Workday Reports connector limitations

This page lists limitations and considerations for ingesting Workday reports using Databricks Lakeflow Connect.

General SaaS connector limitations

The limitations in this section apply to all SaaS connectors in Lakeflow Connect.

  • When you run a scheduled pipeline, alerts don't trigger immediately. Instead, they trigger when the next update runs.
  • When a source table is deleted, the destination table is not automatically deleted. You must delete the destination table manually. This behavior is not consistent with Lakeflow Spark Declarative Pipelines behavior.
  • During source maintenance periods, Databricks might not be able to access your data.
  • If a source table name conflicts with an existing destination table name, the pipeline update fails.
  • Multi-destination pipeline support is API-only.
  • You can optionally rename a table that you ingest. If you rename a table in your pipeline, it becomes an API-only pipeline, and you can no longer edit the pipeline in the UI.
  • If you select a column after a pipeline has already started, the connector does not automatically backfill data for the new column. To ingest historical data, manually run a full refresh on the table.
  • Databricks can't ingest two or more tables with the same name in the same pipeline, even if they come from different source schemas.
  • The source system assumes that the cursor columns are monotonically increasing.
  • The connector ingests raw data without transformations. Use downstream Lakeflow Spark Declarative Pipelines pipelines for transformations.

Authentication

  • Databricks recommends using a Workday integrated system user (ISU), but this is not required.
  • Typically, a refresh token is created on behalf of an ISU. You can choose whether to allow the refresh token to expire:
    • If you set an expiration date, you must edit the connection when you reach that date.
    • If you don't set an expiration date, the refresh token can only expire if your organization reduces the access level of the ISU that's associated with the token.

Pipelines

  • The connector can only ingest reports with less than 2 GB of data or fewer than 1M records. Your organization's Workday API limits might be lower than this.
  • Incremental ingestion is in Beta and requires a primary key. If you configure a primary key for a report, the connector ingests only the rows that have changed since the last pipeline run. If you don't configure a primary key, the connector fully refreshes the report every time the pipeline runs.
  • The connector can't ingest reports with duplicate primary keys.

Incremental ingestion

The following limitations apply to incremental ingestion, which is in Beta.
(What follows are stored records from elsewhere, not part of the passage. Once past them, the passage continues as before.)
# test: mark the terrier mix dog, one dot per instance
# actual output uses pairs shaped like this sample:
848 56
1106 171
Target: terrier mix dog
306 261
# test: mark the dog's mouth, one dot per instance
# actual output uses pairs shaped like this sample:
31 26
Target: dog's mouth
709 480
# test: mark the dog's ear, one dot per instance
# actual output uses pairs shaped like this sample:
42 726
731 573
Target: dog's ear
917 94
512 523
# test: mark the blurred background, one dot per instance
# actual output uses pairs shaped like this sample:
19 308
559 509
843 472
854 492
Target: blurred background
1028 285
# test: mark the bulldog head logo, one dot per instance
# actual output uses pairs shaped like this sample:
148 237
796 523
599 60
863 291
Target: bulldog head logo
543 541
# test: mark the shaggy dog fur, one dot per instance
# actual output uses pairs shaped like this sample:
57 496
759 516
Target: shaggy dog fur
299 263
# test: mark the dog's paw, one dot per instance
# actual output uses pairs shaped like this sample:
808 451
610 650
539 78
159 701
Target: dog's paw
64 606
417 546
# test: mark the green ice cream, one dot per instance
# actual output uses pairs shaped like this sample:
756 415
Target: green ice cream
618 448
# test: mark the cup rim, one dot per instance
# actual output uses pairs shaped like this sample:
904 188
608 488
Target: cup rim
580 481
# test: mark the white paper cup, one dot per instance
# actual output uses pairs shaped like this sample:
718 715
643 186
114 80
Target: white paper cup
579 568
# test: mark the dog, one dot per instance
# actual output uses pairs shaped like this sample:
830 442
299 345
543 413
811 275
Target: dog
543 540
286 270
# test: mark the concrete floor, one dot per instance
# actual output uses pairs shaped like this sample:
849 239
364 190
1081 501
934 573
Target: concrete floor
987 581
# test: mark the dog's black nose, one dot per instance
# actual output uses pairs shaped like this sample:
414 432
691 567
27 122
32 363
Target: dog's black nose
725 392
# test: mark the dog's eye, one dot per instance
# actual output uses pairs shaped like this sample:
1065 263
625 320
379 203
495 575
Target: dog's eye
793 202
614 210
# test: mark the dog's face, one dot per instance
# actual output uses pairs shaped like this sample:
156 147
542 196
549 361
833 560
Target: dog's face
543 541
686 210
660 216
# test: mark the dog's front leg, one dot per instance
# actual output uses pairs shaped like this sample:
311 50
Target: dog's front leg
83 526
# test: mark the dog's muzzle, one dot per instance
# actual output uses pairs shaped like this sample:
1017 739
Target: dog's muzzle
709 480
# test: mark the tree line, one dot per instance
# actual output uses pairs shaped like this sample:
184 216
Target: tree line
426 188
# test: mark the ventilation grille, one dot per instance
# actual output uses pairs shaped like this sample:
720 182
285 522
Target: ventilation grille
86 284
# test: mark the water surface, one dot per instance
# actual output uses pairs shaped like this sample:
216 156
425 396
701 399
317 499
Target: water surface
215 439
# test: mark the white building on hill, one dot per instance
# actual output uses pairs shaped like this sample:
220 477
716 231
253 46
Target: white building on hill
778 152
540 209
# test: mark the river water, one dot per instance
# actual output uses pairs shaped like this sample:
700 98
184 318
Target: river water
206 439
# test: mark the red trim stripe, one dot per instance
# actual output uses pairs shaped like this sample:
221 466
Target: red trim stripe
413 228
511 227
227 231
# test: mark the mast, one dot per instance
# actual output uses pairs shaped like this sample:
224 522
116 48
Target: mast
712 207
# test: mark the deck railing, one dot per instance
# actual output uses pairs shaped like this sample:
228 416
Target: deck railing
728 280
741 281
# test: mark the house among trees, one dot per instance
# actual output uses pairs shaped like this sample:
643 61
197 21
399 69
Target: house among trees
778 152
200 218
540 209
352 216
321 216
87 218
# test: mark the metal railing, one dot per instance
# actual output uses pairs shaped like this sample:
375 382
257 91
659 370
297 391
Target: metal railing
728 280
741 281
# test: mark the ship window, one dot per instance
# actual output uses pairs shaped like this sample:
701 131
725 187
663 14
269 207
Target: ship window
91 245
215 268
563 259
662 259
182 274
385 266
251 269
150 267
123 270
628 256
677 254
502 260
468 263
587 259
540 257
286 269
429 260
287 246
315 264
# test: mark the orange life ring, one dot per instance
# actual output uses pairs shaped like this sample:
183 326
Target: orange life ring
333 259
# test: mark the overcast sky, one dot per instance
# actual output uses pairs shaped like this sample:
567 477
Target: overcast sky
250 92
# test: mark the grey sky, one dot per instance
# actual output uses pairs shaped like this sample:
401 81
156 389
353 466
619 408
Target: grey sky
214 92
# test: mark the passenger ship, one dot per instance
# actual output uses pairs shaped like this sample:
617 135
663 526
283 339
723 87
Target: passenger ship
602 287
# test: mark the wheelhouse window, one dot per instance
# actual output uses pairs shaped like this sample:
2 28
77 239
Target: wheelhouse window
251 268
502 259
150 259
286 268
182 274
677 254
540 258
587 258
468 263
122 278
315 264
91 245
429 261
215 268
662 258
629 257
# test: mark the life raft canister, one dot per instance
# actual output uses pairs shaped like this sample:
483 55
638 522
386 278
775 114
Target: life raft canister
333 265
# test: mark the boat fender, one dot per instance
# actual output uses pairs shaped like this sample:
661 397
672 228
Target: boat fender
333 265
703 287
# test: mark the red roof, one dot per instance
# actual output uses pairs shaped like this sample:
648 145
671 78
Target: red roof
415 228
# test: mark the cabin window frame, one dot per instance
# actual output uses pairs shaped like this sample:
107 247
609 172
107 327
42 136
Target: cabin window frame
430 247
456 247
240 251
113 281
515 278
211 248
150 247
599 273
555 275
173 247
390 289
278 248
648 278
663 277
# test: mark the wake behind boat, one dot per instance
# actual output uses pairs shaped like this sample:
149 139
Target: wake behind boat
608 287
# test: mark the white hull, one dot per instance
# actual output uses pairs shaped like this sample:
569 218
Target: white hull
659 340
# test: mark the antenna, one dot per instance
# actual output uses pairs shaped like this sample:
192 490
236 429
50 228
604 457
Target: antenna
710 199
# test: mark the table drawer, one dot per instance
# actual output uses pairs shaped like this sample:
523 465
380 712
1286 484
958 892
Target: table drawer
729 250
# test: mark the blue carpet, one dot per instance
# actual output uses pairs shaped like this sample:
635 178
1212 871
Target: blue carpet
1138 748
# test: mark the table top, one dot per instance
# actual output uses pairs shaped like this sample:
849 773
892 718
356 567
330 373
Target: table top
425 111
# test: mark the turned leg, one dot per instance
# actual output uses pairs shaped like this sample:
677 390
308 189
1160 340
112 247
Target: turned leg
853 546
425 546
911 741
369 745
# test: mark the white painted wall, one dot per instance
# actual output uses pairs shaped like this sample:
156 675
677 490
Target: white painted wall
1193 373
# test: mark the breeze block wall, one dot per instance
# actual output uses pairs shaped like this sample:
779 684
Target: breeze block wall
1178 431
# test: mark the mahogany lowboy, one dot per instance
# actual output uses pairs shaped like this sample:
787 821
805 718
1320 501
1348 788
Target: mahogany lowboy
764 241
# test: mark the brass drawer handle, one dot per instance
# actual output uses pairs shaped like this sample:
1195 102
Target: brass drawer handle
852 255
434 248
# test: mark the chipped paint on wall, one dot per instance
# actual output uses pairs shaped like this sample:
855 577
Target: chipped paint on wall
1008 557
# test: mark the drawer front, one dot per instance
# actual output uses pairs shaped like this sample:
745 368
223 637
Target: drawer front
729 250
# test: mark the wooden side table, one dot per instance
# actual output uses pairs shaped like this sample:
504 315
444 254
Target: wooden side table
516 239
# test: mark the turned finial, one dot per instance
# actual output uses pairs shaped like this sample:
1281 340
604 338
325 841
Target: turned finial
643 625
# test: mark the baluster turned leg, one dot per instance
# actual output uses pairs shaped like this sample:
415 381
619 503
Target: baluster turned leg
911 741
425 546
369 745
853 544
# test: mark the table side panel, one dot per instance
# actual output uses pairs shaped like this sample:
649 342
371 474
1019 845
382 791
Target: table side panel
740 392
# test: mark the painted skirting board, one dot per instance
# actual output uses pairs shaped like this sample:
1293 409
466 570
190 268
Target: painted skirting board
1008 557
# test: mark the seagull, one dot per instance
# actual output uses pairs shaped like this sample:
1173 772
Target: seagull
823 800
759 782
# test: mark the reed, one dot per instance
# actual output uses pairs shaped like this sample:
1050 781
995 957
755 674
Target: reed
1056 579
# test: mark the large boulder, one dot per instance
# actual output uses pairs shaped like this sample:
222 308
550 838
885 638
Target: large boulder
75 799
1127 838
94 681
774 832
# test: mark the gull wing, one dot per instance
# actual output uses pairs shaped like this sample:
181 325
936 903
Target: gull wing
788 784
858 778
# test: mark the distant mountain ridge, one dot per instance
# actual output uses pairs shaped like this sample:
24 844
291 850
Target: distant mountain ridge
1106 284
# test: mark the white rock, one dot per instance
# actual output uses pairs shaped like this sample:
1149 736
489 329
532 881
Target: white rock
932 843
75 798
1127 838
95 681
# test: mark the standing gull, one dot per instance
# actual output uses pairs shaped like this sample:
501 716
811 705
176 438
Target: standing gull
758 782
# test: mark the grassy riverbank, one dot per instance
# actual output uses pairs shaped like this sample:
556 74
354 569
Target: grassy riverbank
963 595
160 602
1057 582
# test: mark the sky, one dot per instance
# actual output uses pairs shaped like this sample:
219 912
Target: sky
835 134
  • The cursor column must monotonically increase with each new or updated row. Rows whose cursor value is greater than the last ingested cursor value are ingested (inserts and cursor-advancing updates). Deleted rows are never ingested.
  • The cursor column must be a date column. Other cursor types are not supported.
  • Workday report prompts used for incremental ingestion must be inclusive (greater than or equal to / less than or equal to). Using exclusive prompts (greater than / less than) can result in missing data. This is a setting that the report owner selects when they create the report and its prompts in Workday.
  • When you use current_date() in a prompt value, Databricks evaluates it as the UTC date at the time the pipeline starts running. However, Workday interprets the date based on the timezone of your Workday account settings.